Fuelling belief that the Catholic church is at odds with the EU’s
stance on the crisis, Pope Francis took 12 refugees back to the Vatican.
An official confirmed all those taken from the camp were Syrian
Muslims, six of them minors who arrived Lesbos before the deportation deal came into effect.
A group of Syrian refugees arrive to board a plane to travel to Italy
with Pope Francis Photograph: Filippo Monteforte/AFP/Getty Images
A spokesman for the Holy See said: “The pope has desired to make a
gesture of welcome regarding refugees, accompanying on his plane to Rome
three families of refugees from Syria, 12 people in all, including six
children.
“Two families come from Damascus, and one from Deir Azzor (in the
area occupied by Isis). Their homes had been bombed. The Vatican will
take responsibility for bringing in and maintaining the three families.
The initial hospitality will be taken care of by the Community of
Sant’Egidio.”
The pontiff spent the morning meeting hundreds of migrants and
refugees in a notorious detention centre on the island. Men and women
held in the camp wept as he toured the site.

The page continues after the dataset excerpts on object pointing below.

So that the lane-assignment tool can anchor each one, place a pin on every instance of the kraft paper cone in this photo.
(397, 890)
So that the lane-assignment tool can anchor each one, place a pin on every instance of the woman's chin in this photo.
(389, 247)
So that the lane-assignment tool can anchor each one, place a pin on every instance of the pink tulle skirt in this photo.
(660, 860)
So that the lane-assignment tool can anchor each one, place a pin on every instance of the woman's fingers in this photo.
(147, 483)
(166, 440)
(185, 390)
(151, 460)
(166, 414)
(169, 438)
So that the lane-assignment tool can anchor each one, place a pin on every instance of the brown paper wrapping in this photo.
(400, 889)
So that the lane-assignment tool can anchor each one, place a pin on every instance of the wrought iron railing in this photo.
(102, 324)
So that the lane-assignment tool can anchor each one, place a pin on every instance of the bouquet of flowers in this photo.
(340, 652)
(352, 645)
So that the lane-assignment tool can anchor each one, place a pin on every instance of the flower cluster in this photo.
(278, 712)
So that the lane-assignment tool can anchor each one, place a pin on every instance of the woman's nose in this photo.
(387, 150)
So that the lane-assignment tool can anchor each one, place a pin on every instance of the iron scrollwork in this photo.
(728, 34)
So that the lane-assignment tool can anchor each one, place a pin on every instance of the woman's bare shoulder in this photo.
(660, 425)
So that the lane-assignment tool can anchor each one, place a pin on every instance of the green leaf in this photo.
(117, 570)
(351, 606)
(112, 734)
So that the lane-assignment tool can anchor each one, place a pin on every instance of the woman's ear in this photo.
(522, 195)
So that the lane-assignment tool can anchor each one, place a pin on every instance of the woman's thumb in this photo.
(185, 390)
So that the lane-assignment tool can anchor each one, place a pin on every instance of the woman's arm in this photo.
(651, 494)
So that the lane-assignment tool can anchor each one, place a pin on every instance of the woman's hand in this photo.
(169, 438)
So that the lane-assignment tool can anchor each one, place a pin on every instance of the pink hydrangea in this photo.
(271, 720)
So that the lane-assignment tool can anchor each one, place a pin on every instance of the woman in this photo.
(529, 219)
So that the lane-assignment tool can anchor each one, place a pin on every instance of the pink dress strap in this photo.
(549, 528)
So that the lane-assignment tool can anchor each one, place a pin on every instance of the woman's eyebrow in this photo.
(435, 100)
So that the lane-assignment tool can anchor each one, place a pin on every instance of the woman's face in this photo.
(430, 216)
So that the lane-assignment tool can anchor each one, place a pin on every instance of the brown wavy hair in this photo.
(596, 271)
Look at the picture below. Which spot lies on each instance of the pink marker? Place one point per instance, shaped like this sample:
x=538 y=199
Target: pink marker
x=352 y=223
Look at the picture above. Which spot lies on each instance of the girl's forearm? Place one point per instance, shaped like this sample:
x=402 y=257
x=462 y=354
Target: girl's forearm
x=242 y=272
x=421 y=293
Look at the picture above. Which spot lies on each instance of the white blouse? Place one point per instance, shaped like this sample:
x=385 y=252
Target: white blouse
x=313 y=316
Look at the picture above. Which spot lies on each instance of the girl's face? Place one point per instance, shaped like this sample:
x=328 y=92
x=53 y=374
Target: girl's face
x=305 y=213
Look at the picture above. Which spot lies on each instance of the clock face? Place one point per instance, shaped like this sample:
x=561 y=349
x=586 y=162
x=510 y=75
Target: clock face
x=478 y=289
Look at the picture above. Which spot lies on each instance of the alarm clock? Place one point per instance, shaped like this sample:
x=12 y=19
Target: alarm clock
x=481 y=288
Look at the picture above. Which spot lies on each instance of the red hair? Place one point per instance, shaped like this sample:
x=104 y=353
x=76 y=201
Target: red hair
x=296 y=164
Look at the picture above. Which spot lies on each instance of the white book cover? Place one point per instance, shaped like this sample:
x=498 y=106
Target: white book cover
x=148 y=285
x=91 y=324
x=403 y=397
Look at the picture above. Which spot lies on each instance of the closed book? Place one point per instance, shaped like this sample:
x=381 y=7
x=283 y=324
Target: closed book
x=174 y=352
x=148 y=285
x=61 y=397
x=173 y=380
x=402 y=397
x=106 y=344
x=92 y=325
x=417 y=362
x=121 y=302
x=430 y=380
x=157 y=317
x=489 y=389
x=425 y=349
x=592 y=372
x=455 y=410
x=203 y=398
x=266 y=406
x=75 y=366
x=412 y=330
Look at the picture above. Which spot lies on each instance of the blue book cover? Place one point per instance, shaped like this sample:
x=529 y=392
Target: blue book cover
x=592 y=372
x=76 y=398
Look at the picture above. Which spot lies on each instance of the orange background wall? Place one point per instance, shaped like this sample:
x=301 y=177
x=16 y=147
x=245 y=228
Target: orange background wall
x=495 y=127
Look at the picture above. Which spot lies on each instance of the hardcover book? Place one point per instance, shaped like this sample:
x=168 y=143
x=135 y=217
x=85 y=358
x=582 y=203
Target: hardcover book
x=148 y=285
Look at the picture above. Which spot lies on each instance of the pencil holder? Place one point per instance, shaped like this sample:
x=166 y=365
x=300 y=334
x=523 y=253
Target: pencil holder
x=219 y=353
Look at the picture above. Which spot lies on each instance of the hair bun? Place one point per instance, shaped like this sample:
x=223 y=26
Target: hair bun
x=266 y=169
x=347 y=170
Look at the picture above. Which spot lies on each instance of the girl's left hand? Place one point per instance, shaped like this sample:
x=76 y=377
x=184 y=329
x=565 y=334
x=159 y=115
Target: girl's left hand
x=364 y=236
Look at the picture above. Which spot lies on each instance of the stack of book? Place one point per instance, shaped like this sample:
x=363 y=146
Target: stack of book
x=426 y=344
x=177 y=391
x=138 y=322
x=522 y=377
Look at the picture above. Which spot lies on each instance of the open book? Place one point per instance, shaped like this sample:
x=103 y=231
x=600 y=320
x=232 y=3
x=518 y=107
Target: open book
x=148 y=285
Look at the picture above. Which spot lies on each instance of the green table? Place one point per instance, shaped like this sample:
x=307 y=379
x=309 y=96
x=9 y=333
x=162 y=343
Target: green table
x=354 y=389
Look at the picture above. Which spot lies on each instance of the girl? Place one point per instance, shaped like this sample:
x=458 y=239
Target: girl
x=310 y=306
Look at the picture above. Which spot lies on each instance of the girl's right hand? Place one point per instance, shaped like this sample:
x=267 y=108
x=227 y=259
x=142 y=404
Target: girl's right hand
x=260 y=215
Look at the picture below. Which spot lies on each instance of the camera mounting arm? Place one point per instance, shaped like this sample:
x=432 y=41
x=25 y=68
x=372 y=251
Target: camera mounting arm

A woman kisses the hand of Pope Francis as he greets people at the Moria
refugee camp. Photograph: Filippo Monteforte/AFP/Getty Images
The pope was met at Mytilene’s airport by the Greek prime minister, Alexis Tsipras,
at the start of his biggest effort yet to highlight the humanitarian
crisis unfolding in Europe. Lesbos has borne the brunt of the refugee
influx with more than 850,000 of the 1.1 million Syrians, Afghans and
Iraqis who streamed into Europe last year coming through the island.
“Greece has been an example of humanity,” he said.
The visit is also seen as a further warming of ties between the
western and eastern branches of Christianity, almost a millennium after
their bitter split in 1054.
In a break with protocol, the pope chose to be driven to the detention
camp, in the hills above Mytilene outside the village of Moria, with
Bartholomew.
Addressing refugees, he said: “I am here to tell you, you are not
alone … The Greek people have generously responded to your needs despite
their own difficulties. Yes, so much more needs to be done but let us
thank God that in our suffering he never leaves us alone.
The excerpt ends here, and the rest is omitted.